“A Lotaria e Outras Histórias”
Shirley Jackson
(Cavalo de Ferro)
“-
Doutor – disse -, como é que as pessoas percebem se estão a ficar
loucas?”
(p. 139)
Herdeira
da tradição do gótico americano, Shirley Jackson (1916-1965) é um
dos nomes incontornáveis da literatura do século XX cujas obras têm
sido adaptadas ao grande ecrã, como o caso de “A Maldição de
Hill House” (várias adaptações) e “Sempre Vivemos no Castelo”

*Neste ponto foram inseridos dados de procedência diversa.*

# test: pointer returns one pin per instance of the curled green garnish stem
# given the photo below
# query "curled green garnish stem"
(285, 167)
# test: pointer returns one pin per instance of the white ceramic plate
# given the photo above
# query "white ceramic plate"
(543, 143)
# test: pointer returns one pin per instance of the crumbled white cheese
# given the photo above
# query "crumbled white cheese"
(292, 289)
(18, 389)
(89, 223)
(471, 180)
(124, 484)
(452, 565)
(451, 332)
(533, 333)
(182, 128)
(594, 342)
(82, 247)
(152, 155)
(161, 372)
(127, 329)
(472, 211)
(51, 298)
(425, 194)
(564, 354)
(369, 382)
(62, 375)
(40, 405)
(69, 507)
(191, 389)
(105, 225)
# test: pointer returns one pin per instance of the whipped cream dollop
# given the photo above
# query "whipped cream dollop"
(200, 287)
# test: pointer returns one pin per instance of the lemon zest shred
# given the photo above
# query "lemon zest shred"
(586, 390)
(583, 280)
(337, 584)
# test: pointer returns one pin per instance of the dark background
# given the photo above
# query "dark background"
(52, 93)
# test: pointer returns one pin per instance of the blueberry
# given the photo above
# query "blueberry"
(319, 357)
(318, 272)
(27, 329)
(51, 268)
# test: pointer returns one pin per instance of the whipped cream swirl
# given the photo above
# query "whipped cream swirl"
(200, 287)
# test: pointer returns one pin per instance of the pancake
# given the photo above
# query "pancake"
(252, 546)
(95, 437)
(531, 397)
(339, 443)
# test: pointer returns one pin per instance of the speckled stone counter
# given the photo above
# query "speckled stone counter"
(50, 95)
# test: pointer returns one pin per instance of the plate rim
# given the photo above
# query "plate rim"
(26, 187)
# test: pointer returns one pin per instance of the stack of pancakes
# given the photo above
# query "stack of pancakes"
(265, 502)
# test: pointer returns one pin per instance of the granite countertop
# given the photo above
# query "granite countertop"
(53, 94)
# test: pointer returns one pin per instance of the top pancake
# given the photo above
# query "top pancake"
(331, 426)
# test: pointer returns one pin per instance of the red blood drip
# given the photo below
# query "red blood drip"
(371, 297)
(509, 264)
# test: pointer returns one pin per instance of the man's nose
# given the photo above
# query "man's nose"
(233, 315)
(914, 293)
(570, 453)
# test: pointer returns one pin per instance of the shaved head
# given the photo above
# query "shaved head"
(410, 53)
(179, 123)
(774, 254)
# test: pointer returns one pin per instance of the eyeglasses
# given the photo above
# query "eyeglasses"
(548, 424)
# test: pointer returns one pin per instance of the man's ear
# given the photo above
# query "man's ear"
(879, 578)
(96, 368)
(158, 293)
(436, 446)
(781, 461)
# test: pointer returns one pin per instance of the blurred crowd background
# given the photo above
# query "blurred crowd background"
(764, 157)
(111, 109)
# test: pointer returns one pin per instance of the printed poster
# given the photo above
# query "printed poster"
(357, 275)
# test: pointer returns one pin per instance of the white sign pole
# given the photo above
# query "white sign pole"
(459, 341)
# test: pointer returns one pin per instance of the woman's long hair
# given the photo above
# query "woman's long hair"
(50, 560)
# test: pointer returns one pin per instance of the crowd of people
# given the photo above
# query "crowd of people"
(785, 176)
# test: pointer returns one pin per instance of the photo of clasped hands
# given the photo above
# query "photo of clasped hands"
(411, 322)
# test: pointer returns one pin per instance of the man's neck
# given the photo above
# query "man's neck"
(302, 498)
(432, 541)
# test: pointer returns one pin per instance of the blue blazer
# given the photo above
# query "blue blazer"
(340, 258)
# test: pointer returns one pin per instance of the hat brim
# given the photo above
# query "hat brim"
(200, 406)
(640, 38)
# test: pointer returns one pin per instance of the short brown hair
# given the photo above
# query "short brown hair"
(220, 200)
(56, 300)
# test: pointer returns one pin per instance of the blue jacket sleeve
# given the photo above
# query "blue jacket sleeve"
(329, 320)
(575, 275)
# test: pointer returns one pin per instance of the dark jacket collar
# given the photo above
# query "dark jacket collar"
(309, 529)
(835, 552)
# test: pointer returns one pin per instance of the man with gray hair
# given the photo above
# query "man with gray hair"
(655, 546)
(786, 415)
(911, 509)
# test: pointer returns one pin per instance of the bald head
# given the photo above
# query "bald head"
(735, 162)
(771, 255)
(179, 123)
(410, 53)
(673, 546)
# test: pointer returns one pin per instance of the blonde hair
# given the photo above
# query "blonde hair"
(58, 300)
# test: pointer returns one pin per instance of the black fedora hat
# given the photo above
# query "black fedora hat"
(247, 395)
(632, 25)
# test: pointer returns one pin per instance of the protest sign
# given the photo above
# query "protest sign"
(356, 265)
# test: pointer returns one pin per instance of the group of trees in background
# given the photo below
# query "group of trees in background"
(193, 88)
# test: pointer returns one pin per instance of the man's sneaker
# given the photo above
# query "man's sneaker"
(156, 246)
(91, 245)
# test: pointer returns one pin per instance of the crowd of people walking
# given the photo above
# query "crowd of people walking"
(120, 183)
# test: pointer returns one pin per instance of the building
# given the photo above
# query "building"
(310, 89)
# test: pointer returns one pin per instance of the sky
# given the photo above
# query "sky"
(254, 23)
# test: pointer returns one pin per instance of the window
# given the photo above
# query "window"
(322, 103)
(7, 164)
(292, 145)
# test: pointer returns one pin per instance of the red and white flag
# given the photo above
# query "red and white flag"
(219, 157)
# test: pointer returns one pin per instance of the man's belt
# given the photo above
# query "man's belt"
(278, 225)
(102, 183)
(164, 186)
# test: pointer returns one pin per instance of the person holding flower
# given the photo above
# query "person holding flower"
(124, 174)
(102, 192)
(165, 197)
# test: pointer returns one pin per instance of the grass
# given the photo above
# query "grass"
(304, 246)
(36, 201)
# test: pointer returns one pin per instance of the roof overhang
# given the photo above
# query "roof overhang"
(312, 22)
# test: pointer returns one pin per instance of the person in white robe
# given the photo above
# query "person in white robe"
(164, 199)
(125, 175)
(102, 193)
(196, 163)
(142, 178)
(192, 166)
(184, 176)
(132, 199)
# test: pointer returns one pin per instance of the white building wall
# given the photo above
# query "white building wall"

cujo filme estreou em Maio.
Mestre
do suspense e do terror, Shirley Jackson tem a capacidade de agarrar
por completo o leitor e arrastá-lo para o centro das narrativas como
se tratasse de alguém a assistir de perto. Ninguém fica indiferente
ao universo de Shirley Jackson, muito próximo do de Flannery
O’Connor (1925-1964) e igualmente importante no contexto da
literatura do século XX e ambas as escritoras também com uma obra
relativamente curta, e que se notabilizaram como romancistas e
contistas.
Mas
creio que Shirley Jackson terá ido mais longe no modo como escreve
sobre a natureza humana e, em especial, a maldade, tanto de forma
evidente, como através da subtileza das suas palavras, do género de
lobo com pele de cordeiro.
Shirley
Jackson não tem qualquer pudor no modo como utiliza as palavras para
matar alguém, seja com veneno, seja à pedrada, por vingança ou
simplesmente por maldade pura, cumprindo rituais e tradições
ancestrais. Este lado negro do homem é transversal à obra da
escritora.
A
originalidade das histórias a par do seu talento para escrever
colocou Shirley Jackson entre os escritores de maior importância do
século passado e quem lê as suas obras dificilmente as esquecerá,
quer se trate do terror presente em “A Maldição de Hill House”
ou o perturbador “Sempre Vivemos no Castelo” cujo ambiente
fechado e preconceituoso esmaga qualquer um.
Mas
o percurso literário de Shirley Jackson ficou marcado com a
publicação do conto “A Lotaria” no “The New Yorker”, em
1949, tendo suscitado de imediato grande controversa ao ponto de
muitos leitores terem cancelado a subscrição da revista e também
através de cartas dirigidas à escritora mostrando a sua indignação.
O
carácter terrífico e grotesto de “A Lotaria” torna este conto
como o mais representativo da carreira de Shirley Jackson, como
também um dos mais importantes da literatura contemporânea.
Impossível ficar indiferente a esta história. Há algo de diabólico
no seu conteúdo, mas simultaneamente fascinante ao ponto de nos
questionarmos como é possível criar uma história tão
impressionante tanto quanto horrível. Frases como “Não tenhas mau
perder, Tessie.” e “Todos nós tivemos a mesma oportunidade.”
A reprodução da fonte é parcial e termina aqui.